Masked Diffusion for Generative Recommendation
- URL: http://arxiv.org/abs/2511.23021v1
- Date: Fri, 28 Nov 2025 09:36:26 GMT
- Title: Masked Diffusion for Generative Recommendation
- Authors: Kulin Shah, Bhuvesh Kumar, Neil Shah, Liam Collins,
- Abstract summary: Generative recommendation (GR) with semantic IDs (SIDs) has emerged as a promising alternative to traditional recommendation approaches.<n>We propose to instead model and learn the probability of a user's sequence of SIDs using masked diffusion.<n>We demonstrate through thorough experiments that our proposed method consistently outperforms autoregressive modeling.
- Score: 30.8737219110446
- License: http://creativecommons.org/licenses/by/4.0/
- Abstract: Generative recommendation (GR) with semantic IDs (SIDs) has emerged as a promising alternative to traditional recommendation approaches due to its performance gains, capitalization on semantic information provided through language model embeddings, and inference and storage efficiency.
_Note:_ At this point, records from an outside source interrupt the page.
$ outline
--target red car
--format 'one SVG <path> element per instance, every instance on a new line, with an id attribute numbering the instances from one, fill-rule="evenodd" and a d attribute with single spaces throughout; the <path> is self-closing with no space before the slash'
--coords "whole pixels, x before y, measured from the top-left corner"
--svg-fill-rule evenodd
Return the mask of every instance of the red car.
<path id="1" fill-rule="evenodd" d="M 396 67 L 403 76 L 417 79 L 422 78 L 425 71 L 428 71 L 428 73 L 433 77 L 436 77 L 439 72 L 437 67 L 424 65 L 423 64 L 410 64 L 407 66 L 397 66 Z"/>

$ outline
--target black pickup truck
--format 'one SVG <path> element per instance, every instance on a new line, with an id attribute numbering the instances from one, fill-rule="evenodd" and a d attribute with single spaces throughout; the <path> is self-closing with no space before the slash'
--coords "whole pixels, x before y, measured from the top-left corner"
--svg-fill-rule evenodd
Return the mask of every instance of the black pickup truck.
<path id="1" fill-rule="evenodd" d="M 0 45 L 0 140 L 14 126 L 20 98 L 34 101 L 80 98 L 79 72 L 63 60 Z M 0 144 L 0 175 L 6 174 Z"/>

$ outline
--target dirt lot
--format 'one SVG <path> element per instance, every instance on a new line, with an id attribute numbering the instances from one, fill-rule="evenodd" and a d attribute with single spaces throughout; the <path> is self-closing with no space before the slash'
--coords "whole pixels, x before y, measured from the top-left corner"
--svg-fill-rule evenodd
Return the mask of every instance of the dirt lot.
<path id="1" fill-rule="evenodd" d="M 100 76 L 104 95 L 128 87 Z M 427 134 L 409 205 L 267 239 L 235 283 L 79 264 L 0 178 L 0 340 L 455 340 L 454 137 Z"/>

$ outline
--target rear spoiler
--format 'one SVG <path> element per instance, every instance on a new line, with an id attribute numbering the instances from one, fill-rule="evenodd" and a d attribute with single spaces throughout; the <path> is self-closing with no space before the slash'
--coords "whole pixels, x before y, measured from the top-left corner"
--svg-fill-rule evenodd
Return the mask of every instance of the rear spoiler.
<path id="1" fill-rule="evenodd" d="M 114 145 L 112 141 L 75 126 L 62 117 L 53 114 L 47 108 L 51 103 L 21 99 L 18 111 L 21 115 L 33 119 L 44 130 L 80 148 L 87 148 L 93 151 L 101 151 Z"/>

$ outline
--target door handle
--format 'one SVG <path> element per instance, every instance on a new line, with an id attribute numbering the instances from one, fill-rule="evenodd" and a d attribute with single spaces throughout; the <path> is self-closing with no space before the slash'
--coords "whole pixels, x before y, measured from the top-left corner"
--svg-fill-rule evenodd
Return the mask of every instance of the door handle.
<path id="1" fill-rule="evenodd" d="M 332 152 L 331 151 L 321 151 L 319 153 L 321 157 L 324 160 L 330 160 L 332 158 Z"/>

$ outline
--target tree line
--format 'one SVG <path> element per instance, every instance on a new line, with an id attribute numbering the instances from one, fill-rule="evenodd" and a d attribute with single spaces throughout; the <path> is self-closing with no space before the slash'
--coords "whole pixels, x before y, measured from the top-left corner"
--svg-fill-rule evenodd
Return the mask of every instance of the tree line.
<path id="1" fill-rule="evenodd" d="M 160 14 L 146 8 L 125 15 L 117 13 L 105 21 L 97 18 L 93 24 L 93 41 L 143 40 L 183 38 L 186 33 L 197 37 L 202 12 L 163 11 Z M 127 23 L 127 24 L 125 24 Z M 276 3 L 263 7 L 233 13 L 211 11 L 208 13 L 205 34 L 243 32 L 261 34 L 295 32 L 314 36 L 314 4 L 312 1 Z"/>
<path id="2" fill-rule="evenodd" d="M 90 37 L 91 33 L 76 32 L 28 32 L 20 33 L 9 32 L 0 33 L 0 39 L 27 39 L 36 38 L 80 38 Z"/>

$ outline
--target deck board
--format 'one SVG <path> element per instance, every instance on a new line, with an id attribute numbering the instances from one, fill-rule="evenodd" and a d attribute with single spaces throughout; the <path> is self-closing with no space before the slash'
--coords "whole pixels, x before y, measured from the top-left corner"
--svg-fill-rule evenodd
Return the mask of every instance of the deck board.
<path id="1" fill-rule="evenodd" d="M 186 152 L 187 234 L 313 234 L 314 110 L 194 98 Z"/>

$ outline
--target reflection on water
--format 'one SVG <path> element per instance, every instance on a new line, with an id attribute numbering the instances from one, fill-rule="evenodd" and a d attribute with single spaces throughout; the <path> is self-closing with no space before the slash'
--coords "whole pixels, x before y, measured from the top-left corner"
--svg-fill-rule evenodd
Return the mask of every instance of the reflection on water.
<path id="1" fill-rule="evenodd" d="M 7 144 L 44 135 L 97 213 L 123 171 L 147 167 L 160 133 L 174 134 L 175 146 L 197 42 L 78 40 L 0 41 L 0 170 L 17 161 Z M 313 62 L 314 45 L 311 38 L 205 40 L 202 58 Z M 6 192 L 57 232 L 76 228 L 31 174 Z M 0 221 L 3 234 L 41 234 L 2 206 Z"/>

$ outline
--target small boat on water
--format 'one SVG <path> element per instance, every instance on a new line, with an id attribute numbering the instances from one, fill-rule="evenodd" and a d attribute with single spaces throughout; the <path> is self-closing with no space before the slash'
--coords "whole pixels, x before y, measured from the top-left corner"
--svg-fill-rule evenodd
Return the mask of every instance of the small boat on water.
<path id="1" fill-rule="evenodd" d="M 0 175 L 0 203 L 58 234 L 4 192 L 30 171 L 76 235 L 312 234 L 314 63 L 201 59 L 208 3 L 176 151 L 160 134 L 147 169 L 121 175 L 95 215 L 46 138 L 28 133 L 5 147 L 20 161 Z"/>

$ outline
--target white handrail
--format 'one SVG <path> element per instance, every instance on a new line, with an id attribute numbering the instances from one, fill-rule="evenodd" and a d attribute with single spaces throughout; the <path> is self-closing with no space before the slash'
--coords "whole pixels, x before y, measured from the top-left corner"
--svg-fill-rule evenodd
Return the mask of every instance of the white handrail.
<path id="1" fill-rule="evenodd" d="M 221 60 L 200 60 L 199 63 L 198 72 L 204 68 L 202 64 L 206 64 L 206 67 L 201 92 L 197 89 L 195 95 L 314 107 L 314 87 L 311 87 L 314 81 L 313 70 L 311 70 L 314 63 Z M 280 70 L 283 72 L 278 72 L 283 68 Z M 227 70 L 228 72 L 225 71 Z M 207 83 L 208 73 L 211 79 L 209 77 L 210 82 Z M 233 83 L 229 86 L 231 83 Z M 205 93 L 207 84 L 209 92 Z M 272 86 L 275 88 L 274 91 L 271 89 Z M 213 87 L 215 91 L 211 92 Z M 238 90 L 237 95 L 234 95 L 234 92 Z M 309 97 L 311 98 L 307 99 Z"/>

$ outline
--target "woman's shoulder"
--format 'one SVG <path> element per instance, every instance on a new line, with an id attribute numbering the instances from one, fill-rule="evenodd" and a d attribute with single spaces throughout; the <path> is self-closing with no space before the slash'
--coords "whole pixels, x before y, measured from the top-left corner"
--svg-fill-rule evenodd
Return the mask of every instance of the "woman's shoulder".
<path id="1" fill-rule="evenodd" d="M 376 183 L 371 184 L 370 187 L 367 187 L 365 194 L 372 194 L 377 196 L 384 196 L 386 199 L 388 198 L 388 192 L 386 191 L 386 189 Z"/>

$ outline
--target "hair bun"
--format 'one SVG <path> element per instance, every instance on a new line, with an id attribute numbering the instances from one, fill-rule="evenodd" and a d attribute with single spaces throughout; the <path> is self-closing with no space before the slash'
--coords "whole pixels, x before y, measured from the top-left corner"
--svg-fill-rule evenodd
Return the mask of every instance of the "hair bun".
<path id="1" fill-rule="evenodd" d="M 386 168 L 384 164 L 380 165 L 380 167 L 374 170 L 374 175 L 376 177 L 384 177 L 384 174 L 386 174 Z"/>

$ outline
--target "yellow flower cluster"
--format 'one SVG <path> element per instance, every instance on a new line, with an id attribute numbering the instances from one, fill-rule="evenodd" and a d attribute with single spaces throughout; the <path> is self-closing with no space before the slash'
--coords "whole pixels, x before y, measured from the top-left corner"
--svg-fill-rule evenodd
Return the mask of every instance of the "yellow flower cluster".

Existing GR with SIDs works frame the probability of a sequence of SIDs corresponding to a user's interaction history using autoregressive modeling. While this has led to impressive next item prediction performances in certain settings, these autoregressive GR with SIDs models suffer from expensive inference due to sequential token-wise decoding, potentially inefficient use of training data and bias towards learning short-context relationships among tokens. Inspired by recent breakthroughs in NLP, we propose to instead model and learn the probability of a user's sequence of SIDs using masked diffusion. Masked diffusion employs discrete masking noise to facilitate learning the sequence distribution, and models the probability of masked tokens as conditionally independent given the unmasked tokens, allowing for parallel decoding of the masked tokens. We demonstrate through thorough experiments that our proposed method consistently outperforms autoregressive modeling. This performance gap is especially pronounced in data-constrained settings and in terms of coarse-grained recall, consistent with our intuitions. Moreover, our approach allows the flexibility of predicting multiple SIDs in parallel during inference while maintaining superior performance to autoregressive modeling.